Whether sharpening or cutting, softer implements tend to be a bit more forgiving, and their increased heft offers more control to those who might not have years of kitchen experience. In general, Asian knives tend to be sharper, though only if they're properly maintained, and their slimmer profile helps them slide through food that a larger knife would smash or rip apart. It's important, however, to always work your knives by hand — never use a mechanical sharpener on a high-end knife. Doing so can cause excessive microserrations that may reduce a blade's effectiveness and overall lifespan.
Get Out The Chopper
Walk into a French, Japanese, or American kitchen, and you'll see dozens of blades of various shapes and sizes lining the walls. In Chinese homes and restaurants, however, it's far more likely that you'll see one tool doing the vast majority of the work. It is true that a lot of modern chefs prefer to stick to their primary knife, but the Chinese variety, known as the caidao, is specially constructed to add incredible multi-functionality.
For example, you should never use a high-hardness, Chinese blade for breaking apart bones.
First of all, they look quite similar to Western cleavers in many ways. The two are almost nothing alike, though, and share almost no kitchen tasks whatsoever. For example, you should never use a high-hardness, Chinese blade for breaking apart bones.
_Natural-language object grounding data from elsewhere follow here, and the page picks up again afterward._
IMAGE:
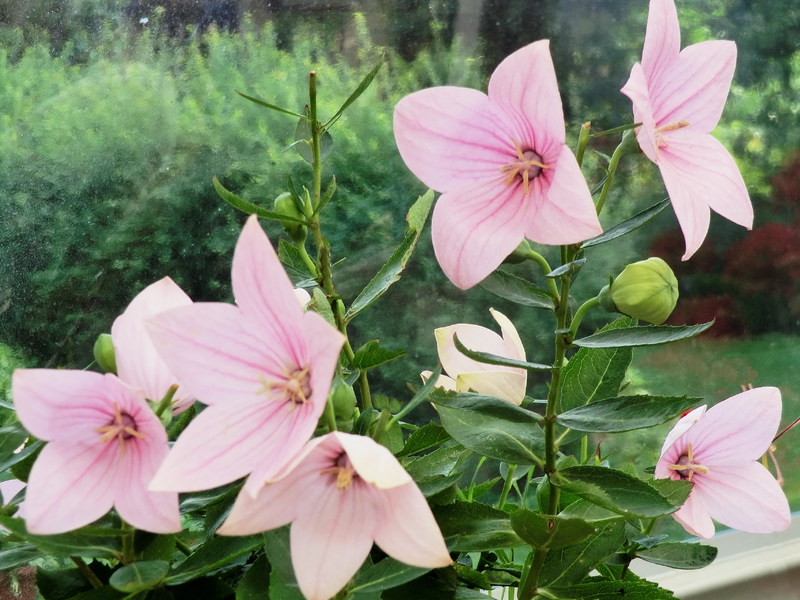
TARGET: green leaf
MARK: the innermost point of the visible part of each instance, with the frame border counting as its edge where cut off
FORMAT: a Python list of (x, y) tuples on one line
[(649, 335), (360, 88), (372, 355), (679, 555), (491, 427), (626, 413), (494, 359), (615, 491), (603, 589), (385, 575), (627, 226), (593, 374), (211, 556), (570, 564), (89, 542), (139, 576), (271, 106), (545, 531), (424, 438), (390, 272), (248, 207), (475, 527), (516, 289)]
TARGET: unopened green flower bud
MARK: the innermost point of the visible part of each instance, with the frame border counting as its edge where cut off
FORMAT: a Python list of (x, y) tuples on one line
[(285, 205), (104, 353), (644, 290)]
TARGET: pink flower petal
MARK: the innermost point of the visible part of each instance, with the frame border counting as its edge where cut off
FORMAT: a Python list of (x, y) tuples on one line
[(330, 540), (450, 137), (565, 212), (406, 529), (744, 496), (526, 81), (475, 228), (138, 363), (70, 485)]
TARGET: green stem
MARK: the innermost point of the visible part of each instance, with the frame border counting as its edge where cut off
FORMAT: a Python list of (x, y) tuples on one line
[(507, 486), (87, 572)]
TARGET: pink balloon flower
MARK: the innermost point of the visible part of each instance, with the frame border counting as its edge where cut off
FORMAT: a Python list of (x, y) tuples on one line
[(104, 446), (508, 383), (500, 163), (678, 97), (342, 493), (718, 451), (263, 367), (138, 363)]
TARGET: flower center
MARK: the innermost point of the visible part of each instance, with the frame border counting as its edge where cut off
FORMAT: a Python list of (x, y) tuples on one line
[(660, 131), (686, 467), (527, 166), (122, 427), (343, 471)]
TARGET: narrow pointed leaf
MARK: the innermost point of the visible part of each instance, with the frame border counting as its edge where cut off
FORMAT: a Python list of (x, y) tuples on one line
[(626, 413), (516, 289), (494, 359), (641, 336), (628, 225)]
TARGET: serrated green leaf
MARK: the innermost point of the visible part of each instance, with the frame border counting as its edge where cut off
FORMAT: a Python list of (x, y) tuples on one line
[(491, 427), (679, 555), (649, 335), (212, 555), (139, 576), (627, 226), (594, 374), (372, 355), (570, 564), (615, 491), (516, 289), (546, 531), (626, 413), (494, 359), (474, 527)]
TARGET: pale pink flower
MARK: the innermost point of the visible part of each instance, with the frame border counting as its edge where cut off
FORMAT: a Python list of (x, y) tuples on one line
[(138, 363), (678, 97), (501, 163), (508, 383), (718, 451), (342, 493), (104, 446), (263, 367)]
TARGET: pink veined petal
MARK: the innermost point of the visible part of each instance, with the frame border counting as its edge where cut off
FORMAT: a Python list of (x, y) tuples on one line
[(738, 429), (506, 385), (226, 442), (150, 511), (263, 290), (744, 496), (138, 363), (694, 516), (526, 81), (696, 87), (475, 228), (70, 485), (662, 40), (564, 213), (330, 540), (216, 352), (474, 337), (450, 137), (65, 405), (636, 90), (374, 463), (406, 529)]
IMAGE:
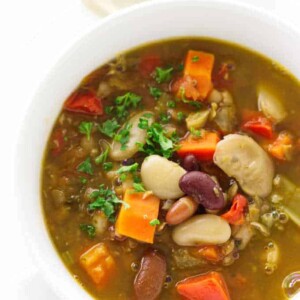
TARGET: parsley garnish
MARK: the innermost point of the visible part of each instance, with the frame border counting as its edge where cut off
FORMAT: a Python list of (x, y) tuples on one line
[(128, 169), (139, 187), (109, 127), (86, 128), (123, 136), (86, 167), (195, 58), (154, 222), (105, 200), (158, 143), (124, 103), (171, 104), (107, 166), (89, 229), (155, 92), (163, 75)]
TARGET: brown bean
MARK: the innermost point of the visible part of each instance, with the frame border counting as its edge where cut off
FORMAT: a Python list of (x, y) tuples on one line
[(150, 278), (203, 189), (181, 210)]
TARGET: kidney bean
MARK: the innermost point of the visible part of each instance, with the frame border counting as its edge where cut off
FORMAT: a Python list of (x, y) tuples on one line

For everything that's softer than a winter squash, though, these choppers are perfectly suited.
Their characteristic rectangular profile is another very important feature. A relatively straight edge, plus an extra-wide and squared-off profile, make this type of knife excellent for nearly any size chop or dice — their very name, caidao, actually translates into English as "chopper". The extensive surface area turns the tool into somewhat of a handheld prep surface, as well, allowing skilled culinarians to process, separate, and combine various ingredients with just a couple flicks of the wrist. And because their alloys are so durable, they can take and hold the kind of offset edge that you need for ultra-precise cuts like the fine brunoise, one of the truest tests of a prep cook's skill.
Ultimately, a knife is only as good as the metal in its blade, and the chef who's using it. As long as you exercise caution around all sharp tools, get in lots of practice, and keep your knives in prime condition, they should realistically last for many years.